Bu ülkede denetimsizlikler sonucu yaşandığı kabak gibi ortada olan Soma, Ermenek, Torunlar felaketleri yaşanmamış, her gün en az bir işçi inşaatlarda ya da türlü korunmasız çalışma alanlarında, kimyasalların kullanıldığı konfeksiyon atölyelerinde ölüp, hastalanıp sakat kalmazmış gibi, yine iş sağlığı meselesi vatandaşın sorumluluğuna bırakılmış.

Denetimsizlik ve takipsizliklerle işverenlerin ekmeğine yağ; işçilerinkine ise kan sürülmüş.

Peki ne olabilirdi bu filmde?

İşyerlerinin, sağlıklı ve güvenli bir çalışma ortamı için ne tür önlemleri alması gerektiğine dair bilgiler verilebilirdi. Yapılan denetimler ve bunları uygulamayan işverenlere uygulanacak yaptırımlar anlatılabilirdi.
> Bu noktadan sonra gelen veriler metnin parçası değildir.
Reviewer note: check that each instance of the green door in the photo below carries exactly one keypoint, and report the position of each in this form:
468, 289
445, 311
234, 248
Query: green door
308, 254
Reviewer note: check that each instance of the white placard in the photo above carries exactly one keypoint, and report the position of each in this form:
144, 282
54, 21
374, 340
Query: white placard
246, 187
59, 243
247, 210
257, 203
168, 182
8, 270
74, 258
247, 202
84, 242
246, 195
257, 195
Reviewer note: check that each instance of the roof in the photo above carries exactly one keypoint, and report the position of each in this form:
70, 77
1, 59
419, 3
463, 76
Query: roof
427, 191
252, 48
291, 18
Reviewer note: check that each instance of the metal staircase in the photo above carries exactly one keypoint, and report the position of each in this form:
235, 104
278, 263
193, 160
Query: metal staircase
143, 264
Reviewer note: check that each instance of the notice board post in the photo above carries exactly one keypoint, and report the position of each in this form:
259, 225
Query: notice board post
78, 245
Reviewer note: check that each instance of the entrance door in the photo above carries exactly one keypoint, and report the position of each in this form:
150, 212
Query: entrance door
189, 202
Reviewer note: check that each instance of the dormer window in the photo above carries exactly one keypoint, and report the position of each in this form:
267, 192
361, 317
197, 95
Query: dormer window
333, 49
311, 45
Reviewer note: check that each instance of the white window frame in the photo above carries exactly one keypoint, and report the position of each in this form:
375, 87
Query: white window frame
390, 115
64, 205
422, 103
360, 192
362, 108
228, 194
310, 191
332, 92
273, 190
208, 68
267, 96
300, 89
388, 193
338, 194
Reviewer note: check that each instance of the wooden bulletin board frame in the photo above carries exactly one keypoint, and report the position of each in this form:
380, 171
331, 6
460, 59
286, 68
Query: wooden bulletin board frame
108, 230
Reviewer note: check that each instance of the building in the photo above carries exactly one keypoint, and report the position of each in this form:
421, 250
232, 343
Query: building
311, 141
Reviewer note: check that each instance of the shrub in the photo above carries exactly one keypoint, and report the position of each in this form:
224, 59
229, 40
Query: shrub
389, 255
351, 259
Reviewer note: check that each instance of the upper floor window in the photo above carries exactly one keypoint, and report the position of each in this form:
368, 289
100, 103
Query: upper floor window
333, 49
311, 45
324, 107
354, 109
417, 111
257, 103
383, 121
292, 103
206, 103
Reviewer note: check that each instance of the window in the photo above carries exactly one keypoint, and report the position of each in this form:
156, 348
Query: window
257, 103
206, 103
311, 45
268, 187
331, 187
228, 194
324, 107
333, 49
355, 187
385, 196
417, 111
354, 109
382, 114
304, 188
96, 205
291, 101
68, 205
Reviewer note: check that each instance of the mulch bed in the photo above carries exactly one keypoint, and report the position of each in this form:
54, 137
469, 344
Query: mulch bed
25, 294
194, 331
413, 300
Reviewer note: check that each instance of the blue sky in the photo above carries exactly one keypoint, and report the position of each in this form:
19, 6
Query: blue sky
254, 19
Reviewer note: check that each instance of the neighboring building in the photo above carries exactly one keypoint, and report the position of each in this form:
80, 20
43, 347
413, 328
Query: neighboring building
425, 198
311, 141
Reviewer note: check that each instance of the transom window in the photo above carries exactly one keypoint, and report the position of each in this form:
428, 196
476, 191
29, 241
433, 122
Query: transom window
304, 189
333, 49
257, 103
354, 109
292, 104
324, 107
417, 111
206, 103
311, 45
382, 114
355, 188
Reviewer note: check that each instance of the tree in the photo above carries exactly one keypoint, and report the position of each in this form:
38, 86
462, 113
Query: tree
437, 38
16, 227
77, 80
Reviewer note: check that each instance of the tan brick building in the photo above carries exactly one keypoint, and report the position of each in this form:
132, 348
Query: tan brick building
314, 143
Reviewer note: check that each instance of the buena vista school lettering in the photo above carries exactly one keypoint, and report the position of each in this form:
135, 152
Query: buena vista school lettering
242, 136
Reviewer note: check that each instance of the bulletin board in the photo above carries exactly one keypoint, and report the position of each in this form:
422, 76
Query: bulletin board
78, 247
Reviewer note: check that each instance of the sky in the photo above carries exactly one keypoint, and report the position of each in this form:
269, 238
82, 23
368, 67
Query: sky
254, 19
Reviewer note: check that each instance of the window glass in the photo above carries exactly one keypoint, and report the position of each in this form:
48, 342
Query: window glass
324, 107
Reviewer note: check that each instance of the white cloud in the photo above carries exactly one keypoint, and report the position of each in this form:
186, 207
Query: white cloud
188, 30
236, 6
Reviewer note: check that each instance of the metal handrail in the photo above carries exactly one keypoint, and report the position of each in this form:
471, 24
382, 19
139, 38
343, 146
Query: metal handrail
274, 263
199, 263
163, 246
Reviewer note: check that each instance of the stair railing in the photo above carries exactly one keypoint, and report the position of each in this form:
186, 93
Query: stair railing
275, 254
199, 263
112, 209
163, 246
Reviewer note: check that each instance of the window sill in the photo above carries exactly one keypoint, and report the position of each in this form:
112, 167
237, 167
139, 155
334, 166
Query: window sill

Haklarımız bize hatırlatılabilirdi. En azından ülkede insanlar şapır sapır sandalyeye çıkıp kafa üstü düştüğü için ölüyormuş gibi gösterilerek zekâmızla alay edilmeyebilirdi.

Ama öyle yapılsa Soma’dan çıkan kanlı kömürler sosyal yardım amaçlı dağıtmak üzere bu şirketlerden alınamaz mıydı acaba? #kafamdadelisorular

Aklımda kalan birkaç film daha var. Birinde “temiz bir çevre için”  kullanılan inşaat malzemelerinin önemi anlatılıyor. Çevre algısı yine inşaattan geçiyor. Başka bir filmde ise bana çocuklarının yanında “asla” sigara içilmesine izin verme denerek bir ebeveyn modeli dayatılıyor. “Uzmanlar önermiyor” falan demek yok. “Asla izin verme”. Yahu sen niye karışıyorsun benim neye izin verip vermeyeceğime?

Ben yine de iyi bir örnekle bitireceğim inadına. Yine Sağlık Bakanlığı’nın bir filmi var. “Bir gün benim bu gözlere, bu kalbe ihtiyacım olmayacak” diyen organ bağışı filmi. Görselleri, metni, seslendirmesi ile kalite olarak da diğerlerinden sıyrılıyor. Bize önemli bir meseleyi hatırlatıyor. Bir gün göçüp gideceğiz ve giderken başka hayatları kurtarabiliriz. Sloganı da güzel: “Benim en büyük mirasım, organlarım”. Ben de minik bir ekleme yapacağım. İnsanı insan yapan ‘vicdanı’… Ona iyi bakın.